Intra-rater agreement on the EDSS has not been reported as frequently, but has generally been better than inter-rater agreement. Kappa statistics for intra-rater agreement have been 0.60 or better 19,24–26 and have improved when intra-rater agreement is defined as a difference of 1.0 point on the EDSS. In these previous studies, lower agreement levels were seen in sensory and cerebellar functional system scores.
The findings from our study employing telemedicine and a remote examiner were similar to those obtained with different examiners doing in-person examinations: visual, pyramidal and bowel/bladder functions were most consistently rated, while cerebellar and sensory functions showed the least consistency between examiners. With some exceptions, patients in the present study rated their telemedicine experience positively. For all patients, it was their first experience with telemedicine.
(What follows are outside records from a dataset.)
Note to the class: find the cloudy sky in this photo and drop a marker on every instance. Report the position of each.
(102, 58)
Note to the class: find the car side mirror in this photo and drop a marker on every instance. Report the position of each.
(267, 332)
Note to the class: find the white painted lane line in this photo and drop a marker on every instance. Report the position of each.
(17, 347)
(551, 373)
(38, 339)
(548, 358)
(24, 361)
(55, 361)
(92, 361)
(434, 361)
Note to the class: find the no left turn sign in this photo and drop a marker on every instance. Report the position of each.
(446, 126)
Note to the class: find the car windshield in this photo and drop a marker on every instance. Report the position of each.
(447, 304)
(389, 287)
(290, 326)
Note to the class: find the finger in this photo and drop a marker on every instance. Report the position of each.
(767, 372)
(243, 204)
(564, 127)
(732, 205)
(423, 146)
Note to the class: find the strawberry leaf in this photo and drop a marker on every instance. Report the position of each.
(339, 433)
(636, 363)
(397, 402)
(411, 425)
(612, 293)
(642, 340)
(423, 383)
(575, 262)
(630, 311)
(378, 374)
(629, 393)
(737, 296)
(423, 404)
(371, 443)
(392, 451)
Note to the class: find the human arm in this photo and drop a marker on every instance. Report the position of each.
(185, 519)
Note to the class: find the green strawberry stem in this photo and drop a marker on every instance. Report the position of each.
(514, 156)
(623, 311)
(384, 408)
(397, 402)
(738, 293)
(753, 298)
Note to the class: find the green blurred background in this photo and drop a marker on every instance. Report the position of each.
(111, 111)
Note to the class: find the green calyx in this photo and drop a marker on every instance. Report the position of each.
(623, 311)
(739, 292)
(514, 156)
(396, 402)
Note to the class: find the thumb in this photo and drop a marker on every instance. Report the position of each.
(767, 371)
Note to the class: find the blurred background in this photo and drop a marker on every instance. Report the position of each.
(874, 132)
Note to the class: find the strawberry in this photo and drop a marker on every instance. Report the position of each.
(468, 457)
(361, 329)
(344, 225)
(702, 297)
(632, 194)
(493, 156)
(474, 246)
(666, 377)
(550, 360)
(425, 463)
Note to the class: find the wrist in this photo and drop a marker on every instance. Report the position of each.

The findings from our study support the continued development of a telemedicine-based neurological examination for MS patients who live considerable distances from specialized care. The fact that discrepancies in ratings comparing remote and local examiners were similar to those among clinicians performing hands-on examinations is encouraging. However, the findings from our small pilot study are less supportive of the use of telemedicine for the initial diagnostic workup. Future studies are therefore required of diagnosis, treatment decision-making and the overall quality of care that results from telemedicine-based neurological examination in MS.
Footnotes
Acknowledgements
This study was sponsored by and carried out under the direction of the US Department of Veterans Affairs East Coast Multiple Sclerosis Center of Excellence.